現代社会では、私たちの生活の多くがデジタルの世界に依存しています。SNSやクラウド、オンラインバンキング、サブスクリプション(サブスク)など、デジタル資産の範囲は年々広がり続けています。

しかし、これらの資産をどう管理し、相続人にどのように相続させるのかについて、十分な理解や準備ができていない方も少なくありません。

 

 

デジタル遺産とは

一般的に、「デジタル遺産」とは、被相続人が生前に有していたオンラインアカウントやデジタルデータなど、デジタル形式で保管していた財産を指します。もちろん、民法第896条が定める「被相続人の財産」は一切相続の対象となりますので、デジタル財産も相続財産に含まれ得ます。

もちろん、デジタル財産は、相続の対象となり、主な例としては以下のような財産があります。

SNSアカウント:Facebook、Instagram、Xなど
メールアカウント
クラウド
オンラインバンキング
暗号資産(仮想通貨)
サブスクリプション
電子マネー
クレジットカードのポイントやマイレージ
デジタル著作物
NFTアート

 

これらデジタル遺産は、物理的な形を持たないため、通常の相続手続(銀行や法務局での不動産名義変更など)では対応しきれない部分がある点に注意が必要です。また、サービス提供事業者ごとに相続に関する独自の規定がある場合もあり、相続手続が確立されていないケースも見受けられます。

 

デジタル遺産の相続手続

民法上、被相続人の財産(デジタル遺産を含む)は、特段の制限がない限り、原則として相続の対象になります(民法896条)。デジタル遺産であっても、不動産や預貯金などと同じように相続手続ができる場合があります

したがって、被相続人が遺言書でデジタル遺産の帰属先を特定の相続人に指定することができますし、遺産分割協議でデジタル遺産を分割することも可能です。万一、協議がまとまらない場合には、家庭裁判所での調停や審判手続において分割方法を決定することもできます。

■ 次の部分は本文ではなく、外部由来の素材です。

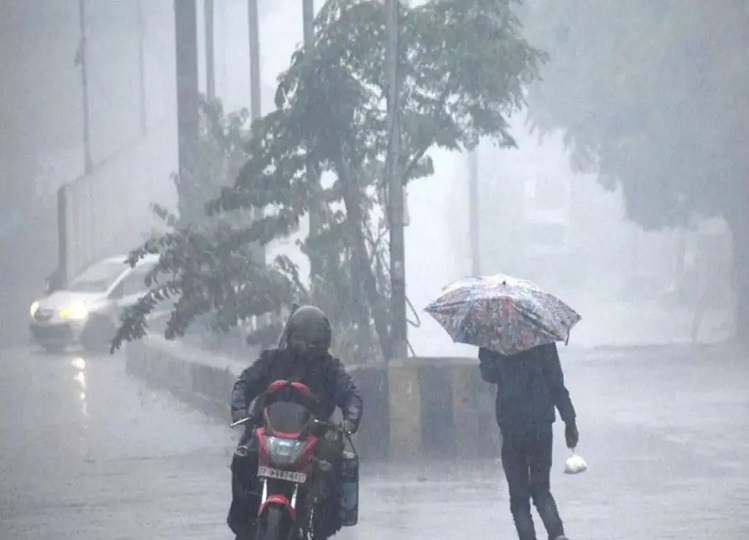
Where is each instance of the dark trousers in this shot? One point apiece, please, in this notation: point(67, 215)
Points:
point(526, 458)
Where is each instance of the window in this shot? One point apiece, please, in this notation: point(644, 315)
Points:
point(98, 277)
point(135, 282)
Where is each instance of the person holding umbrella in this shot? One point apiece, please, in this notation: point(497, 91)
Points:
point(530, 385)
point(516, 326)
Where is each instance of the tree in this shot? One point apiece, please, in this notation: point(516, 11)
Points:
point(654, 95)
point(463, 68)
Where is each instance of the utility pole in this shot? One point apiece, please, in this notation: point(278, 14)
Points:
point(210, 61)
point(254, 24)
point(186, 41)
point(395, 190)
point(315, 211)
point(142, 67)
point(80, 59)
point(473, 211)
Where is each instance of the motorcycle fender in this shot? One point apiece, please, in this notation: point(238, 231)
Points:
point(278, 500)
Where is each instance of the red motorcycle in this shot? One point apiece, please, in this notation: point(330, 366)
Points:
point(293, 468)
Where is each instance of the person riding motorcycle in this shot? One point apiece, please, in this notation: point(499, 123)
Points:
point(305, 359)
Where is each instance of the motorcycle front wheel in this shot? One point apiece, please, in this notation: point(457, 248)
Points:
point(274, 525)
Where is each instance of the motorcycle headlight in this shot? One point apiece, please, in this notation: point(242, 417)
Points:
point(284, 452)
point(75, 312)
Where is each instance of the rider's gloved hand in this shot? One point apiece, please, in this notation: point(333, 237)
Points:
point(348, 427)
point(571, 435)
point(238, 414)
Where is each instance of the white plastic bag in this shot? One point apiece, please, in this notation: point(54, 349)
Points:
point(575, 464)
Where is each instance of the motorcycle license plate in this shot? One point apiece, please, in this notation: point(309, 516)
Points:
point(277, 474)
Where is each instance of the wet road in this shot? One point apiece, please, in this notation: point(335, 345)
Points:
point(87, 453)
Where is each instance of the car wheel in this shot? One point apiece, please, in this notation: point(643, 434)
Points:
point(97, 335)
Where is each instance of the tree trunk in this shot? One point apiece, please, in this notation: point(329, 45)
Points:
point(355, 221)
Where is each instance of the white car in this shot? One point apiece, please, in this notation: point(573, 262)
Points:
point(88, 308)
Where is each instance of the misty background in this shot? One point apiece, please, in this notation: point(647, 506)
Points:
point(538, 218)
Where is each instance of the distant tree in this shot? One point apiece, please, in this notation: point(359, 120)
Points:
point(654, 94)
point(463, 68)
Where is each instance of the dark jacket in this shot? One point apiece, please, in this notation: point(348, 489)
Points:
point(327, 378)
point(530, 385)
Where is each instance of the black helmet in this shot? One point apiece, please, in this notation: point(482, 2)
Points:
point(308, 332)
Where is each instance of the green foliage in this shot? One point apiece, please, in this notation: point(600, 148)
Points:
point(463, 67)
point(654, 94)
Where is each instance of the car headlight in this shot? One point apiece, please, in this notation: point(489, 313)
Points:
point(283, 452)
point(75, 312)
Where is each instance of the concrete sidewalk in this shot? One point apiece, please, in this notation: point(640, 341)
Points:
point(665, 437)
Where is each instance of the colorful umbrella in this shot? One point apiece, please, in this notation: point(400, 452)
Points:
point(502, 313)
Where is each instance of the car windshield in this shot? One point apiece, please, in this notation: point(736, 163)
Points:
point(98, 277)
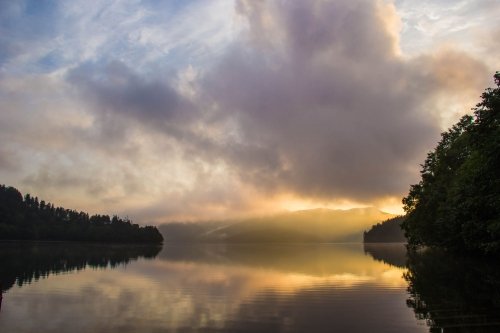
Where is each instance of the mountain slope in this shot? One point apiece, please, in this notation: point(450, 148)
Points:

ただし、サービス提供会社の規約で「アカウントの承継不可」「第三者への譲渡禁止」等が明記されているケースもあります。そのような場合は、利用規約に基づき、相続人がアカウントやデータにアクセスできない可能性もあるため、事前に確認しておくことが重要です。

また遺産分割協議がまとまらなかった場合でも、調停や審判手続で、デジタル遺産を分割することもできます。

 

デジタル遺産の相続における課題と注意点

1 アクセス問題

多くのデジタルサービスでは、個人情報保護の観点から、本人以外のアカウントアクセスが制限されており、ログインに必要なIDやパスワードを被相続人本人のみが知っているケースがあります。死亡後にそれらが不明の場合、相続人はアカウントにアクセスできず、デジタル遺産自体を確認できない事態が起こり得ます。

 

2 利用規約の不足・制限

サービスの利用規約に相続について明確な記載がない場合や、そもそもアカウントの承継を認めていない場合があります。遺言書で「相続させる」と定めていても、サービス提供会社の規約上、手続ができないケースがあるため、事前のチェックが欠かせません。

 

 

3 情報の散在

被相続人の利用していたサービスが多岐にわたる場合、相続人がそのすべてを把握するのは困難です。相続手続が一通り終わった後になって、ハガキなどの通知で新たなアカウントが発覚することも少なくありません。その場合は、そのデジタル遺産のみを改めて遺産分割協議する必要が生じる場合があります。

 

解決策と準備のポイント

こうしたデジタル遺産の課題や注意点に備えて、今からできる解決策や準備についてご紹介します。

 

1 デジタル遺産リストの作成

まずは被相続人自身がどのようなデジタル遺産を有しているのかを把握するために、リストを作成しましょう。こうしたリストは、遺言書を作成するにあたっての財産目録の作成時や死亡後に相続人が把握するためにも重要ツールになります。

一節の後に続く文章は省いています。